I wanted to make chicken parmigiana with pasta but couldn’t find some decent Parmesan cheese in the supermarket. What I found was Edam cheese (quezo de bola to Filipinos). I’m not really a fan of Edam cheese but, when melted, it tastes good. So why couldn’t it take the place of Parmesan?
Like chicken parmigiana, this chicken and pasta dish starts with browning floured chicken pieces. Just flour. You won’t need bread crumbs.
In the oil where the chicken was browned, garlic and onion are softened. White wine is poured in and the bottom of the pan is scraped to get the browned bits mixed into the liquid. It’s called deglazing. The mixture is boiled until the liquid is reduced.
Diced tomatoes are added.
And the sauce is seasoned. Salt, oregano and pepper. If you haven’t been adding oregano to your tomato sauce, it’s the perfect time to start doing it and turning it into a habit. Oregano does something quite magical to tomato sauce.
The browned chicken pieces go back into the pot and everything simmers happily until the chicken thighs are done and the sauce is reduced.
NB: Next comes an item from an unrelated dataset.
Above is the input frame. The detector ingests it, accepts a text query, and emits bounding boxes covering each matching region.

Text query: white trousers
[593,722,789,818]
Cooked pasta is tossed in the sauce, ladled into bowls and topped which chicken and lots of shredded Edam cheese.
The cheese is melted with a torch…
And sliced fresh basil is sprinkled over the chicken and pasta.
- 4 large chicken thighs (use breast if you prefer white meat)
- salt and pepper
- 2 tbsps. of flour
- 4 tbsps. of olive oil (doesn’t have to be extra virgin)
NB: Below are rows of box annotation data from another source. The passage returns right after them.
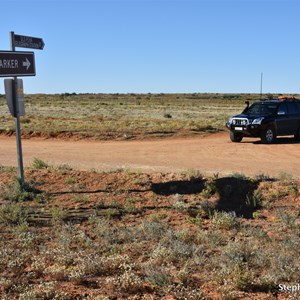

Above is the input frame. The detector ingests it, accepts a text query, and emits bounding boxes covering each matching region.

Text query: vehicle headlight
[228,118,236,125]
[252,117,264,125]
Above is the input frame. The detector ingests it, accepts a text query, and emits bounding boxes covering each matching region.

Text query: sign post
[0,31,45,188]
[10,31,24,187]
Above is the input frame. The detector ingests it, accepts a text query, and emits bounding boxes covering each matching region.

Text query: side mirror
[277,110,285,116]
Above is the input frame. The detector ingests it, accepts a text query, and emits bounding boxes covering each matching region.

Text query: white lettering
[0,59,18,69]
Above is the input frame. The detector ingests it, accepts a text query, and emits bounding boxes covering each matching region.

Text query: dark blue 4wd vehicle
[226,98,300,144]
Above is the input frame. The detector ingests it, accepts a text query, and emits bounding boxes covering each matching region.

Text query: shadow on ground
[151,176,261,218]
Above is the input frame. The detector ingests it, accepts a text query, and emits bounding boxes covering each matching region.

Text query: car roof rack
[277,96,296,101]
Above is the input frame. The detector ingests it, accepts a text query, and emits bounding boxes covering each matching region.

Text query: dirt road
[0,132,300,178]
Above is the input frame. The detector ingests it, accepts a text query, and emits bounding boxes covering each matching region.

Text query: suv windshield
[244,102,278,116]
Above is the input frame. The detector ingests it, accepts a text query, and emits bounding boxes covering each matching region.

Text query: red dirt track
[0,132,300,178]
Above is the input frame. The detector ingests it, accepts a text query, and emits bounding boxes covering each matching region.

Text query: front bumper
[226,122,261,137]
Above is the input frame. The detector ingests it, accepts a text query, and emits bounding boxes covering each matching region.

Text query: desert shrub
[0,203,28,225]
[212,211,240,230]
[31,157,49,170]
[0,177,40,202]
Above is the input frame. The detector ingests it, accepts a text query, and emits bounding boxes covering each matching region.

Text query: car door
[286,101,300,134]
[276,102,289,135]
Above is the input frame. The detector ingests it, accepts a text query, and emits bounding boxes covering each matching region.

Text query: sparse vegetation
[0,93,272,140]
[0,163,300,299]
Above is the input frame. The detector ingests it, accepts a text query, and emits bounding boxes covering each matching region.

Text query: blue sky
[0,0,300,93]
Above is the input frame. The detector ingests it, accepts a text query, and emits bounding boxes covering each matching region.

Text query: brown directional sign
[0,50,35,77]
[14,34,45,50]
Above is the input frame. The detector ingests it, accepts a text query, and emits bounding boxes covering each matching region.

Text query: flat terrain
[0,132,300,178]
[0,94,300,300]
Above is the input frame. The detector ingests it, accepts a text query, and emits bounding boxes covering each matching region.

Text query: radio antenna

- 4 cloves of garlic, peeled and chopped
- 1 large onion, peeled and chopped
- white wine, about a cup
- about 2 cups of diced tomatoes (I used canned diced tomatoes as I didn’t have enough fresh tomatoes)
- ½ tsp. of dried oregano (twice as much if using fresh)
- more salt and pepper
- about 1 tbsp. of sugar
- 200 g. of pasta, cooked according to package directions
- 100 g. of Edam cheese, grated (you can try some other kind of cheese but, of course, every cheese variety tastes different)
- about 12 sweet basil leaves, finely sliced (optional but recommended)
- Heat about four tablespoons of olive oil.
- Sprinkle the chicken thighs with salt and pepper then dredge in flour. Fry in the hot oil until lightly browned on all sides. With tongs or a slotted spoon, transfer the chicken to a plate.
- In the remaining oil, add the garlic and onion. Cook, stirring often, until they start to soften.
- Pour in about a cup of white wine. Boil the mixture — uncovered — until the white wine is reduced to half.
- Add the diced tomatoes and all the juice.
- Add the oregano, salt, pepper and some sugar. Don’t worry about the balance of flavors at this point because you will adjust all of that later.
- Return the chicken to the pot and stir lightly. Boil over medium heat, uncovered, until the sauce is thick and the chicken is cooked through, about 15 to 20 minutes.
- When the sauce is done, taste and adjust the seasonings. Then, scoop out the chicken and transfer to a plate. Add the cooked pasta to the sauce and toss well.
- Divide the pasta among individual pasta bowls. Top each with a chicken thigh. Smother with grated cheese.
- Melt and lightly scorch the cheese either by 1) putting the dish under a very hot broiler (make sure you’re using heat proof bowls) or 2) using a kitchen torch. Trust me, browning the cheese makes a lot of difference both in texture and in taste.